Developer Docs · 05

The Event Bus

Plugins communicate through a typed publish/subscribe bus. Domain events emitted by core are bridged onto the same bus automatically.

Why a bus

The bus decouples producers from consumers. A plugin emits an event (“payment captured”, “coupon redeemed”) without knowing who listens; any number of plugins subscribe without the emitter changing. Core domain events are forwarded onto the same EventBus, so plugins get one consistent stream.

Subscribing

Override register_event_handlers on your plugin class.
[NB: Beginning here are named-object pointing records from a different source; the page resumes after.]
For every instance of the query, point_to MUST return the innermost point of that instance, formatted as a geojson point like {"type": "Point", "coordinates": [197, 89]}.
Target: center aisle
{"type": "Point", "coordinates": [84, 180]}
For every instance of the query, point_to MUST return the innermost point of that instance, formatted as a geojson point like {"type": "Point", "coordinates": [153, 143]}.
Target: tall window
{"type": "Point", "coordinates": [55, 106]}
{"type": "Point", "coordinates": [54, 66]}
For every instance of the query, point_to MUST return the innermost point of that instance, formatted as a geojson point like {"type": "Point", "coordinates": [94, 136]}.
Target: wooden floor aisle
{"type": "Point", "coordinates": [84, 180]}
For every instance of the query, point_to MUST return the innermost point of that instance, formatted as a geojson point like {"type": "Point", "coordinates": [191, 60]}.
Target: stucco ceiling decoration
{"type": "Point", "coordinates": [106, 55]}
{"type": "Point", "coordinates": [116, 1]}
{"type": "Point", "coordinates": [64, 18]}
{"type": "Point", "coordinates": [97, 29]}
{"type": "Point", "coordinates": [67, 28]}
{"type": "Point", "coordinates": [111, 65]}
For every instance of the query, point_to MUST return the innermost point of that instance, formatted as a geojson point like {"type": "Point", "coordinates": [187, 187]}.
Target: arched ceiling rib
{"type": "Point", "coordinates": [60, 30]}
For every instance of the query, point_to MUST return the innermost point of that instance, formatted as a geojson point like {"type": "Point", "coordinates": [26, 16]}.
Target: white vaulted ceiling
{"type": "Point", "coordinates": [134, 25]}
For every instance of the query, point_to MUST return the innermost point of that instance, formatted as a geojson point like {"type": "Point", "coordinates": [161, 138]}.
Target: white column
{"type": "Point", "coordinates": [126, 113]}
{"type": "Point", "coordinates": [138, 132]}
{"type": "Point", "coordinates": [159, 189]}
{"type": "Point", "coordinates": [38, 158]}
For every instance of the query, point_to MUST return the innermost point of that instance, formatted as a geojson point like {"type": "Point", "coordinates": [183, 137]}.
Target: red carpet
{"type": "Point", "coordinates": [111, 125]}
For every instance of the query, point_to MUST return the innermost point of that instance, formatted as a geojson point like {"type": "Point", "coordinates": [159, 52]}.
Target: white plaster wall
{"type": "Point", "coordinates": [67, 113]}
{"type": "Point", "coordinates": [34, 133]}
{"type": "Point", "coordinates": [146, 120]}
It runs once when the plugin is enabled:

class MyPlugin(BasePlugin):
    def register_event_handlers(self, bus):
        bus.subscribe("payment.captured", self._on_paid)

    def _on_paid(self, event):
        user_id = event.data["user_id"]
        # …react: grant access, send mail, credit tokens…

Publishing

class MyService:
    def __init__(self, bus):
        self._bus = bus

    def do_thing(self, user_id):
        # …work…
        self._bus.publish("my.thing_done",
                          {"user_id": user_id, "amount": 10})
Event payloads must never broadcast another user's personal data. Personal-data entities are never put on the bus — see RBAC & access levels for the GDPR rules.

Subscribe-all (relays)

Infrastructure that needs every event — e.g. the outbound webhook relay — uses bus.subscribe_all(handler) and filters downstream. That is how a generic, plugin-agnostic webhook system delivers any plugin's events without importing the plugin.